Speaking of, I find the discussions sparked by Kathleen Hannah’s questions to be the most thought provoking aspect to this documentary. What is the best or worst part of performing on stage, and do you try to separate your public persona from your private one? Each interviewee gives a different answer, which really looks at how they view and treat fame. How their different levels of fame contribute to the answer. Or even the gendered aspects; the conversation between Kathleen and Dave Grohl in particular highlights this. Dave says he views being up on stage like being on a blind date, where he wants to try and keep the conversation with the crowd. Through this relation by Grohl, there gives a sense that he is being himself, not fully, but there isn’t a separate performance.
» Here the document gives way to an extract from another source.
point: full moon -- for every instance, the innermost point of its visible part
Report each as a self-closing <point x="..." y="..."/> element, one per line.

He is not a different persona. But Kathleen likens her experience to being like a prostitute, where on stage is very much a performance, she is not being herself. To her it is important that she invokes a persona. This idea that women are so aware of being perceived that they act differently on stage or need a persona to protect themselves. This divide is present over a lot of the answers. Stephen Malkmus of Pavement replies that he is the same, and that he is always self conscious and introverted, which lends itself to a private life anyway. However Kim Gordon is reflective of how she is perceived on stage by others, whether by critics, or how her marriage is depicted. She talks about how she likes to embody many different personas, like sometimes acting like french actress Anna Karina.
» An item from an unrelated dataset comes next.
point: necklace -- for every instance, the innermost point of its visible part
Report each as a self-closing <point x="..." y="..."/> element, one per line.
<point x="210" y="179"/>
What makes these discussions interesting is that we still have these conversations today, albeit through pop music discourse. But obviously on a much larger scale, as now we have social media and direct access to the musicians at all times. Complicating the divides between public and private. Where female pop stars need to determine how much of themselves they put into their music and on stage, whether it be Taylor Swift’s intensely personal and confessional style or Chappell Roan’s persona and fight to have a private life.
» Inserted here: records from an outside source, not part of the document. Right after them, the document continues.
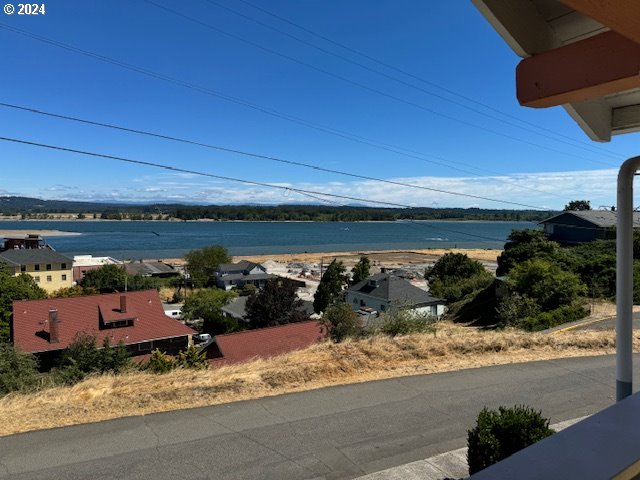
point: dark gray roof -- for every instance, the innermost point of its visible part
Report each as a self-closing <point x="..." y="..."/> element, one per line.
<point x="234" y="267"/>
<point x="237" y="308"/>
<point x="242" y="276"/>
<point x="393" y="289"/>
<point x="149" y="268"/>
<point x="599" y="218"/>
<point x="34" y="255"/>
If anything I left wishing I could have a deep conversation with Kathleen Hannah, who not only asks interesting questions but always interrogates the questions further. Someone who has a fun and upbeat presence over the film but also has these very intellectual and well thought out manner of speaking.
Overall whether this documentary works for you, is dependent on how much you like or know about the bands included. But, this film is a testament to the music festival, and at a time where many Australian music festivals are faltering because of funds, this film stands to remind us of their importance and why we should strive to bring them back.